J’ai été, à mon retour ici, assez inquiet de ma mère que j’ai trouvée très affaiblie. Elle va mieux maintenant, Dieu merci ! Mais comme c’est triste de voir les gens que l’on aime vieillir ! Ou plutôt comme tout est triste, n’est-ce pas ?

Je crois comprendre vos mélancolies si profondes. Elles me paraissent incurables, car vous êtes comme Rachel, qui ne « voulait pas être consolée » ; vous ne voulez pas guérir. Se plaire dans sa douleur est le dernier terme de la tristesse. Avez-vous au moins été à Nantes entendre un opéra ? Et un jour, vous pourriez venir à Paris. Avez-vous repris votre histoire de l’Anjou ? Et vos mémoires ? En se fixant une tâche et en l’exécutant comme une bête de somme, la vie passe assez vite.

J’ai eu pendant quelques jours, le mois dernier, la visite de notre amie Mme Sand. Quelle nature ! Quelle force ! Et personne en même temps n’est d’une société plus calmante. Elle vous communique quelque chose de sa sérénité.

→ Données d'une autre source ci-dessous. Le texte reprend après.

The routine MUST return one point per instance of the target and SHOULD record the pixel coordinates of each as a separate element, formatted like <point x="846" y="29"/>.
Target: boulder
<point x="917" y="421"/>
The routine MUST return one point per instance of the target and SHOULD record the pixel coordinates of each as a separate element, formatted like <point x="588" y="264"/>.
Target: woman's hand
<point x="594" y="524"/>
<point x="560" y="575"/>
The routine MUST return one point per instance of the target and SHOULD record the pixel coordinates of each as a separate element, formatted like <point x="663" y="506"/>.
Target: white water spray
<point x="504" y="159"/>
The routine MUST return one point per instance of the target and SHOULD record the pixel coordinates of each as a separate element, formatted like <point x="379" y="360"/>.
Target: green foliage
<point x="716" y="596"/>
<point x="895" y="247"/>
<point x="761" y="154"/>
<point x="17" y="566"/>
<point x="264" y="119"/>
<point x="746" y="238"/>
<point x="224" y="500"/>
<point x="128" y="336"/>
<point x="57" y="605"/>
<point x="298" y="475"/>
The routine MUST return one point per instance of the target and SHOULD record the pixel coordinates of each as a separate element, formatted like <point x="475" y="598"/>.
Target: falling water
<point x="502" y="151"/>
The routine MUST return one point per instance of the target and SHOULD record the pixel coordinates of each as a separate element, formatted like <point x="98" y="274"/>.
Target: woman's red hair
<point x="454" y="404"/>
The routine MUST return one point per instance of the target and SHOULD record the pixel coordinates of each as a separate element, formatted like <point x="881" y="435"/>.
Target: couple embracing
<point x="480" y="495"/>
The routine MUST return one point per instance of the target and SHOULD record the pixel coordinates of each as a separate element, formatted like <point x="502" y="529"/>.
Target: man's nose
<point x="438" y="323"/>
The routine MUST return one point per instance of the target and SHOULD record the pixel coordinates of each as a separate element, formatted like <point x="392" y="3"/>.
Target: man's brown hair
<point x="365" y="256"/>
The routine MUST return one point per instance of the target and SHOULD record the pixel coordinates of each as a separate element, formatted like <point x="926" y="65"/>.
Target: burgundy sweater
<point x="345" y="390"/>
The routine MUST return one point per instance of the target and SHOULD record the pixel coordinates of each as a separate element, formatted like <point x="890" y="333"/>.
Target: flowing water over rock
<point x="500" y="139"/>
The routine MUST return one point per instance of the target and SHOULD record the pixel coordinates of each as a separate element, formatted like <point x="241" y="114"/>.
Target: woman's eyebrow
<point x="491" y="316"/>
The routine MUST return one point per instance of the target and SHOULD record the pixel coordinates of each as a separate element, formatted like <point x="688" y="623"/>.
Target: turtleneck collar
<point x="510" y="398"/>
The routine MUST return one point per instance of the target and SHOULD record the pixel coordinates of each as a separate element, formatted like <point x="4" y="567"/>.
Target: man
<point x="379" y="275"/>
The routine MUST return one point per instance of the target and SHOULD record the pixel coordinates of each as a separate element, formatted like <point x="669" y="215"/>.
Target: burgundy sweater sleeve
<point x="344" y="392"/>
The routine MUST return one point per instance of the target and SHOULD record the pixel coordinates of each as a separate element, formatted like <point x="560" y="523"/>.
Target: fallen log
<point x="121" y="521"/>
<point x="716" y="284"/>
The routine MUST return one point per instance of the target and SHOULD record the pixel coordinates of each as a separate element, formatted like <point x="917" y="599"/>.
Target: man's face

Je suis toujours plongé dans mon roman. Il me faut encore une bonne année avant de l’avoir fini… et puis je ne recommencerai plus de pareilles besognes. Cette cohabitation morale avec des bourgeois me tourne sur le cœur et m’épuise. Je sens le besoin de vivre dans des milieux plus propres.

Donnez-moi quelquefois de vos nouvelles, et ne prenez jamais mon silence pour de l’oubli, car je vous plains et je vous considère comme une amie.

Tout à vous.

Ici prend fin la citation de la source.